In an immediate sense you could have targets point to services handled by Connect, so you'd have client -> Boundary worker -> local Connect entrypoint -> end service.
We'll be looking more closely at other integration possibilities going forward!
Generally speaking this is designed for accessing your own systems, not the systems of a third party being consumed as a SaaS. That said, any such provider that allows you to restrict the set of IPs allowed to make calls to the service would operate in a Boundary-friendly mode.
By "direct network access" we mean between the client and the end host. The Boundary worker node (which proxies traffic) would need to be able to make a network connection to the end host, and the client in turn would need to be able to make a network connection to the worker node.
This indirection provides a way to keep your public and private (or even private and private) networks distinct to remove "being on the same network" as a sufficient credential for access. At the same time, it ensures that the traffic is only proxied if that particular session is authenticated.
As you say, it's a big question. But one way to start is by integrating this _within your VPN_ such that network access + credentials alone are not enough. With Boundary you could do this by setting up firewalls on the end hosts to only allow ingress from Boundary worker nodes.
Eventually you can migrate towards Boundary nodes (or similar technologies) being the public ingress instead of a VPN endpoint.
(Edit: clarified that I meant firewalls on the end hosts, not on the VPN or elsewhere in the network.)
However, once authorized, the actual session uses a TLS stack generated for that individual session to establish a secure tunnel. It's explained at https://www.boundaryproject.io/docs/concepts/security/connec... if you're interested.

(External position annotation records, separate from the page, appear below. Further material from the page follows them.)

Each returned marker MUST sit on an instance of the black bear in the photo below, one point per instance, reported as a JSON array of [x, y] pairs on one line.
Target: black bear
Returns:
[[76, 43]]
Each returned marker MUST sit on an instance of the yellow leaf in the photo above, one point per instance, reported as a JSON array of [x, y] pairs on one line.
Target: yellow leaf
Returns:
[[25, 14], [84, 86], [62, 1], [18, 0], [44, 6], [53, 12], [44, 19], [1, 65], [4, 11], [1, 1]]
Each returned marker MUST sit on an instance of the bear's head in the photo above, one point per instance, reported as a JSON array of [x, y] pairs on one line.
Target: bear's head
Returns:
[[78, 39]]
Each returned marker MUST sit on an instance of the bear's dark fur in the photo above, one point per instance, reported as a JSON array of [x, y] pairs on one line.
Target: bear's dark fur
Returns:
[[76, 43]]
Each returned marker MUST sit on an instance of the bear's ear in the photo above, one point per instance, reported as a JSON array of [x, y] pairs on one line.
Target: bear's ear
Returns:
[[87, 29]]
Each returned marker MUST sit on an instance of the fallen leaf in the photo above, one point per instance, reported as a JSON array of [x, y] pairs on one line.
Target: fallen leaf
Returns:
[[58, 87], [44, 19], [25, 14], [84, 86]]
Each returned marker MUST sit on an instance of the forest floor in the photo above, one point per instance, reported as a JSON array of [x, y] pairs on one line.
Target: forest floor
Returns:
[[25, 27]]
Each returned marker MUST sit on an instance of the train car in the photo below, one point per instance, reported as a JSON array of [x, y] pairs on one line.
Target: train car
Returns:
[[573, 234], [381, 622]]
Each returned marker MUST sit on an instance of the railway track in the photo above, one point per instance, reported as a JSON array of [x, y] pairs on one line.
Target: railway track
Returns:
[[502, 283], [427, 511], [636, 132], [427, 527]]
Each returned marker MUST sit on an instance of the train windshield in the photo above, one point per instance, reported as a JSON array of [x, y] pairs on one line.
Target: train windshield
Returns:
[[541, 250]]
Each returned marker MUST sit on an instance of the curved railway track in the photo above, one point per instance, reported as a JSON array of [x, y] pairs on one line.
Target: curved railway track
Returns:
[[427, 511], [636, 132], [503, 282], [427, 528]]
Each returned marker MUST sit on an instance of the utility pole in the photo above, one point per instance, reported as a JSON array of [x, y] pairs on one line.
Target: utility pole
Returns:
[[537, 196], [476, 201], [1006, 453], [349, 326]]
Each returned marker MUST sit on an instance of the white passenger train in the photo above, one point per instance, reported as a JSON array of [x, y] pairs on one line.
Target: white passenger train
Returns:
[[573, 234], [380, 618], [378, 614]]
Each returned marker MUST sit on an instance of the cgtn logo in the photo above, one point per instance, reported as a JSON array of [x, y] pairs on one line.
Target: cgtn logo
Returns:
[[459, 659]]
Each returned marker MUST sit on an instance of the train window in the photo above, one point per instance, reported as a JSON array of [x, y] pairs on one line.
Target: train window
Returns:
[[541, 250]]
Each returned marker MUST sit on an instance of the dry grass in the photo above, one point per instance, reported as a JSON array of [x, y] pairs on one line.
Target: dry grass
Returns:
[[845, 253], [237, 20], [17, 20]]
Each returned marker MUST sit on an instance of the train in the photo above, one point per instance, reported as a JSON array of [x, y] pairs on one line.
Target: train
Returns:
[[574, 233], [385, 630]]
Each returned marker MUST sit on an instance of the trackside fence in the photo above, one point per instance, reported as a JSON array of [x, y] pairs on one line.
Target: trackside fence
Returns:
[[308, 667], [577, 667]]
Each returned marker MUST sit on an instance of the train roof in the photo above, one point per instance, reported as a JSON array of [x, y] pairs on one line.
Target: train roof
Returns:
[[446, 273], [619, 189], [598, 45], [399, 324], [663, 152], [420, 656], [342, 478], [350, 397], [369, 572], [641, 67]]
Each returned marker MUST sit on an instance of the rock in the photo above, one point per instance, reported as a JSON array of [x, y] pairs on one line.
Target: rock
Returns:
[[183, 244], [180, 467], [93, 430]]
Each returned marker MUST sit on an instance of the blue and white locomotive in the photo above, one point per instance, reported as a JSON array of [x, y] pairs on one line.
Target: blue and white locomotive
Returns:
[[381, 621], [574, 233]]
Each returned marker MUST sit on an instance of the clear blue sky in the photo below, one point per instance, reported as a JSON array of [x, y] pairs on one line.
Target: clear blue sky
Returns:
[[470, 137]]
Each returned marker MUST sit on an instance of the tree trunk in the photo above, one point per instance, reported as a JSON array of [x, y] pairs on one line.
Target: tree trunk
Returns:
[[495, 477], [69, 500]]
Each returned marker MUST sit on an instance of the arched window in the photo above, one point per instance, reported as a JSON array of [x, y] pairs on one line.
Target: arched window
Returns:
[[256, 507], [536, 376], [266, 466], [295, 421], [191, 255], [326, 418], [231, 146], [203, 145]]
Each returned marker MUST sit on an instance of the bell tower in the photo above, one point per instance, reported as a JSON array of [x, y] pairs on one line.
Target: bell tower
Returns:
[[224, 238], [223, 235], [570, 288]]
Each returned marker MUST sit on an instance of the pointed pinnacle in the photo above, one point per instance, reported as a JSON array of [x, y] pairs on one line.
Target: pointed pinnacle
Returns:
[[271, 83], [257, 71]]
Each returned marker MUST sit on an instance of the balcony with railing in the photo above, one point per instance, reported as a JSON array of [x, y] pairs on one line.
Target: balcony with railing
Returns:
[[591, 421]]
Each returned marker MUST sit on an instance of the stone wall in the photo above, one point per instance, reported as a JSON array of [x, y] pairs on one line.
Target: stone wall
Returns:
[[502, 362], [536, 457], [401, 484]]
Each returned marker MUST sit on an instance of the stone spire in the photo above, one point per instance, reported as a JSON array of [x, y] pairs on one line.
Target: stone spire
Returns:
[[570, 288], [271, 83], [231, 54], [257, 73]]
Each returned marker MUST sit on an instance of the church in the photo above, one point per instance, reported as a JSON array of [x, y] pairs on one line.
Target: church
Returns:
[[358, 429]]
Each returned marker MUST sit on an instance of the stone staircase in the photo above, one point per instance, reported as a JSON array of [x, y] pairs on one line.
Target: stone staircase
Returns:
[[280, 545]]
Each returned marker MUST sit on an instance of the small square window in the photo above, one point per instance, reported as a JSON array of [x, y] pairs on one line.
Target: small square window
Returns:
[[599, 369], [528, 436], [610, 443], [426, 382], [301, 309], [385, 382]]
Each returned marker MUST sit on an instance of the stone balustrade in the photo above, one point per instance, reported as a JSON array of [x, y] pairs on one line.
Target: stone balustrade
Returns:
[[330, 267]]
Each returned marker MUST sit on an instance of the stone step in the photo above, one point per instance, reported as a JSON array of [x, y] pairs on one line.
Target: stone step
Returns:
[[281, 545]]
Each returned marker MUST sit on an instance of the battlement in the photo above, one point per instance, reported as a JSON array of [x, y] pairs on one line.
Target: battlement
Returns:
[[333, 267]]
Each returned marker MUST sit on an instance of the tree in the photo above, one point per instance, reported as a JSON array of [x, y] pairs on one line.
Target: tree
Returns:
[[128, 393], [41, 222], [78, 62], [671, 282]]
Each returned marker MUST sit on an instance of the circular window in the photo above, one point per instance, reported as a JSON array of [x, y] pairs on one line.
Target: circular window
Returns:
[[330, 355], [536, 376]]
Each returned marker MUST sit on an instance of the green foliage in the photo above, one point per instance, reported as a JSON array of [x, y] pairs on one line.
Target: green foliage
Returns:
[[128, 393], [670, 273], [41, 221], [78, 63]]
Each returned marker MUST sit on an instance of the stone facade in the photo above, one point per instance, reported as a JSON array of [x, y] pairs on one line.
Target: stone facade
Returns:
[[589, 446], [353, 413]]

As for complexity, while Boundary overall is by no means a couple hundred lines, I will simply say that the vast majority of code (nearly the entire API) is related to user and resource management...how users are defined and authenticated, how infrastructure and services are described for access, RBAC, etc. The actual networking code performing the secure proxying is quite minimal because at least for the TCP tunnel it's more or less specifying the acceptable TLS parameters for that session and from there you're mostly in `io.Copy` land... it probably works out to a couple hundred lines :-D
What you're doing in Fly looks super cool and the stuff you're doing on gVisor (including the user-mode Wireguard stuff) is super cool too! Thanks for writing it up. And it sounds like the two solutions are more complementary than competing, so maybe at some point in the future you'll find that Boundary has a niche to fill in your setup as well!